Further, when an electronic document is in the custody of either the respondent or with an intermediary, there is provision for demanding presentation of the document and hence the question of a required electronic evidence being contained in a device not under the control of the presenter does not arise unless the person who is in possession of the original recording refuses to cooperate with the Court.
Since the procedure for allowing the electronic document to be lead in evidence is simple and only requires an access to be provided to the document for certification to an independent trusted party, there should be no objection by the holder of the evidence to provide the evidence.
In some cases because the Police try to demand that the entire hard disk or the computer has to be seized instead of simply capturing the piece of document that is an evidence, the holder of the document may hesitate to deposit the device or participate in the process of providing the evidence.
If the Standard operating procedure recognizes that for provision of an electronic document (which is a stream of binary data), it is not necessary to seize and produce the entire hard disk, then the procedure for getting such documents from the person who is holding it would be easy.

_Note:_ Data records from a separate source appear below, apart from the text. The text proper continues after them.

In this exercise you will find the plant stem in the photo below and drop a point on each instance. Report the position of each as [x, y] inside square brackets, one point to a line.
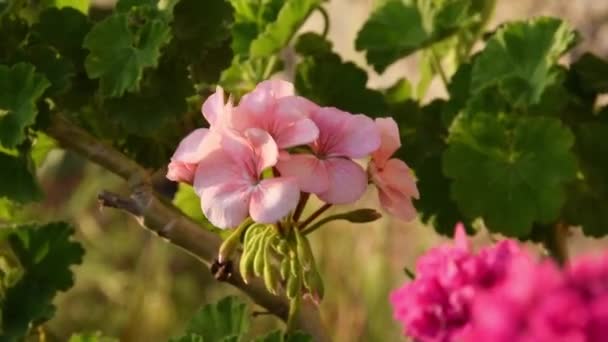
[300, 208]
[314, 215]
[556, 242]
[159, 216]
[437, 64]
[325, 15]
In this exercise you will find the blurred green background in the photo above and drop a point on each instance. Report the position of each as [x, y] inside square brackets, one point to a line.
[134, 286]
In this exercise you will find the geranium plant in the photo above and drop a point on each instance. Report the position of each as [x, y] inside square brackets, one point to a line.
[198, 93]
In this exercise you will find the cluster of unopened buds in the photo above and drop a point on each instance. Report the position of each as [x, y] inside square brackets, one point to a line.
[503, 293]
[258, 163]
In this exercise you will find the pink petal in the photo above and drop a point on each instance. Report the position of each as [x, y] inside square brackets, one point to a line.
[308, 170]
[213, 107]
[265, 148]
[398, 176]
[191, 149]
[226, 205]
[291, 125]
[389, 140]
[347, 181]
[181, 172]
[359, 138]
[254, 151]
[218, 168]
[272, 199]
[397, 204]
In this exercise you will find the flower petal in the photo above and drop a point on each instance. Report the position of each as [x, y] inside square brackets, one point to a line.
[347, 181]
[226, 205]
[307, 169]
[398, 176]
[389, 140]
[181, 172]
[272, 199]
[359, 138]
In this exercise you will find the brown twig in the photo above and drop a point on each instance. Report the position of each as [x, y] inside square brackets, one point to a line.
[167, 221]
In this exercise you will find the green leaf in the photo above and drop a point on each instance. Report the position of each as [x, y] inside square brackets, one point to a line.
[400, 27]
[279, 336]
[227, 320]
[589, 194]
[65, 30]
[251, 18]
[277, 34]
[120, 52]
[46, 254]
[327, 80]
[19, 181]
[592, 73]
[201, 31]
[20, 88]
[91, 337]
[521, 59]
[511, 171]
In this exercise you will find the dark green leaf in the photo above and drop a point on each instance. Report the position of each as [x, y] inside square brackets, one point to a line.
[45, 253]
[119, 53]
[64, 29]
[511, 171]
[521, 59]
[589, 194]
[227, 320]
[399, 27]
[20, 88]
[277, 34]
[20, 183]
[201, 31]
[327, 80]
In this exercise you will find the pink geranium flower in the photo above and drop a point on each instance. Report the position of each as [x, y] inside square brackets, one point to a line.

If however the document does not exist as claimed one party, nothing can be done to produce it. In such cases, the presenter of the document cannot be allowed to present any copy that he claims to be the correct electronic copy to the Court and claim that he is not under an obligation to provide a section 65B certified copy as per the SLP order, it will enable fraudulent electronic documents to be produced in the Court.

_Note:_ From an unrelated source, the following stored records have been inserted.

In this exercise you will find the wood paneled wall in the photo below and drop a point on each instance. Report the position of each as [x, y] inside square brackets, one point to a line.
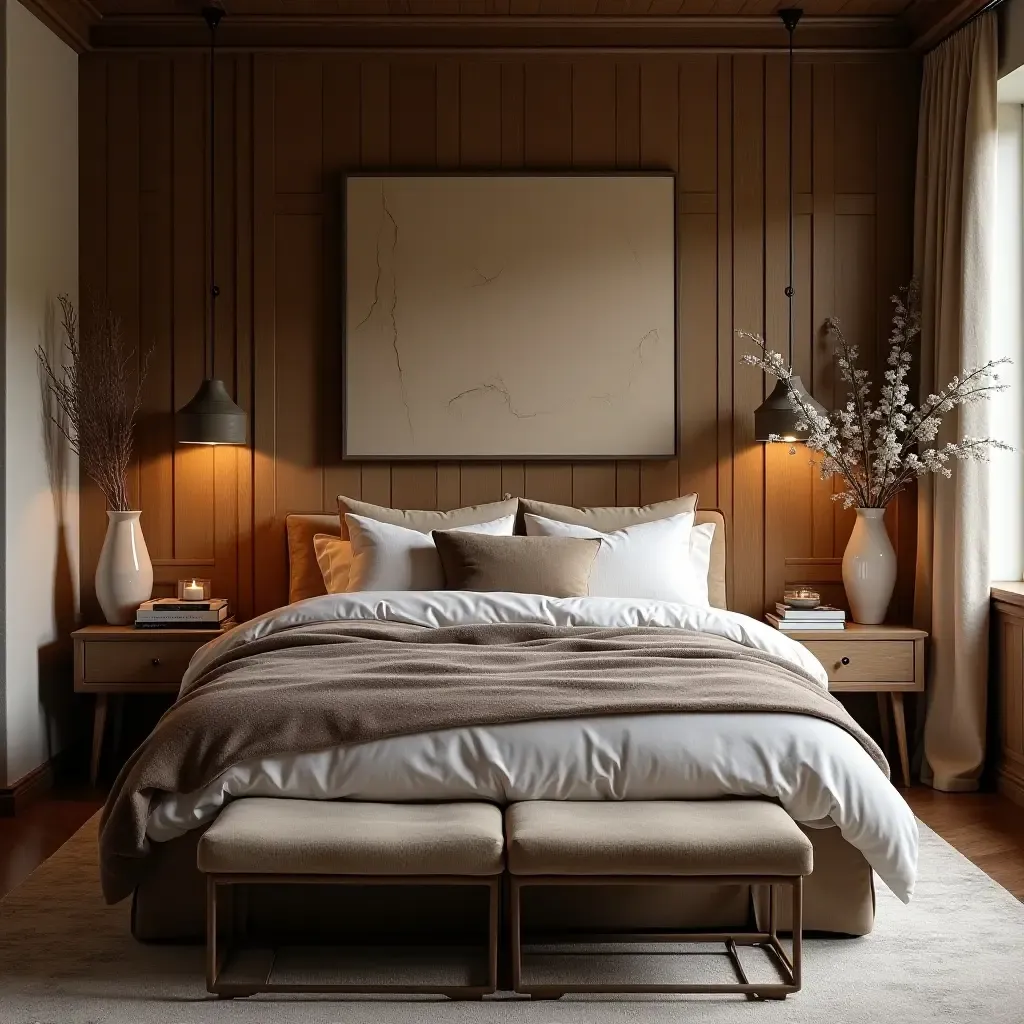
[289, 125]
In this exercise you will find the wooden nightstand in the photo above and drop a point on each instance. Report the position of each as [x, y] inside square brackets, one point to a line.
[122, 659]
[873, 659]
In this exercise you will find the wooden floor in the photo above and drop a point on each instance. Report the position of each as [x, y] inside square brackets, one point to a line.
[987, 828]
[41, 829]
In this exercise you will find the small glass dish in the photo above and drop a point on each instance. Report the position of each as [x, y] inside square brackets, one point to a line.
[195, 590]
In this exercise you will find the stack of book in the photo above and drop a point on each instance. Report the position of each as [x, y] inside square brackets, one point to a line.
[791, 620]
[170, 613]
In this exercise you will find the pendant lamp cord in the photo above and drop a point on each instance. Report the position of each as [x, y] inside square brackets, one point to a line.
[212, 14]
[790, 17]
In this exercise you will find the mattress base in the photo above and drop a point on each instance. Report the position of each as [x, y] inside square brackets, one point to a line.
[170, 904]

The bench which has given this order has not recognised this risk and hence the order should be rescinded at the earliest.
My view above is contrary to what the head line of a corresponding article in livelaw.in suggests. The article is titled “Party Not In Possession Of Device From Which Electronic Document Is Produced Need Not Produce Sec. 65B Certificate: SC [Read Order]…”
I request the readers to consider the view point mentioned here before jumping into any conclusions.
I welcome comments and would be happy to elaborate further if required.